工房から村の通りに出たところで、川下のほうから走ってくるリコと出くわした。
「あ! またきたの?」
「うん、ちょっと用事があってね」
リコはうれしそうに両手でパウラとアルネリアの手を取った。
「あのねあのね、おじいちゃん、よろいつくってるよ。おにい……おねえちゃん? の、よろい!」
アルネリアとパウラは一瞬硬直した。
「ここは水車の音がするから、ちょっとこっちでお話ししようね~」
パウラがリコを元来た道に連れて行き、アルネリアは青ざめながら、ヴァレリウスとティリアーノを盗み見た。幸い、ふたりは神官の話でもしているようで、今のリコの言葉が耳に入っていないようだった。
「リコちゃんはいい子だねー」
パウラが抱き上げて振り回すと、リコは噴き上がるような笑い声を立てた。
用が済んだら早くこの村を出た方が良さそうだ……。アルネリアがビルギッタに視線を送ると、彼女も密かに了解のサインを送ってきた。一方、ヴァレリウスは、顎に指を当ながら、ティリアーノたちと向き合っていた。

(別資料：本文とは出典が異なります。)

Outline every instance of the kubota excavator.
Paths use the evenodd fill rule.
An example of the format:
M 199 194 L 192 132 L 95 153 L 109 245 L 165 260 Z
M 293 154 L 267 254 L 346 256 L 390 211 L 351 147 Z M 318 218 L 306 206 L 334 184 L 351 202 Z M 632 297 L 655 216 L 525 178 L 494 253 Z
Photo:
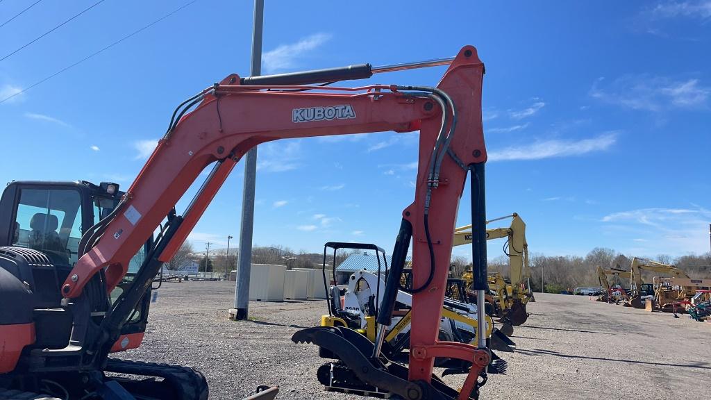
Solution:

「これから、ツニヤーダの足取りをどうやって追えばいいのだろう……仮にだけど、もし君が要職を追放されたとしたら、その後の身の振り方はどうすると思う?」
「そんなことわかりませんよ。うーん、ガリマーロさんだったらどうするかな?」
「俺か? 俺はこの国を出たな」
「……でしょうね」
わかりやすく肩を落としたティリアーノの肩に、ガリマーロが手を置く。
「いや、冗談だ。それまでの収入が良ければ、家に蟄居するだろう。けれどもどうしようもなく追い詰められていたとしたら……」
――森には近づくなよ。ならず者が潜んでいるからな。
ふとガリマーロの脳裏に戦友との記憶がよみがえる。
「森……か。ボレムの近くの森に、手がかりがあるかもしれんな」
「そういえば、森にはならず者たちが集まるようですからね」
ティリアーノも腕を組みながら頷く。
そこに、パウラとリコを先に行かせたアルネリアが近づいた。
「あと、仮面を作らせた皮革職人はどうでしょう。フェリヤンとカリエに聞いてみてみますよ」
「頼みます」
軽く頭を下げるヴァレリウスにアルネリアは頷き、身体を翻して川下のほうに駆けていった。
数分後。ふたりは息を弾ませながら戻ってくると
「聞いてきました! たぶんボレムの近くのバジエという村にある革細工の工房だろうって言ってました!」
「さすが賢者君とその兄上ですね。ではこれから我々は、ならず者の森と、革細工の工房を訪ねてみることにしましょう」
ならず者の森……どんな国にもある暗部――社会からあぶれた者たちが集まるような場所。ノルデスラムトの首都アーレンにもそんな場所があるという。治安が悪く、地区の衛生状態も悪いため、無論アルネリアも危険すぎるためにパウラも足を踏み入れたことはない。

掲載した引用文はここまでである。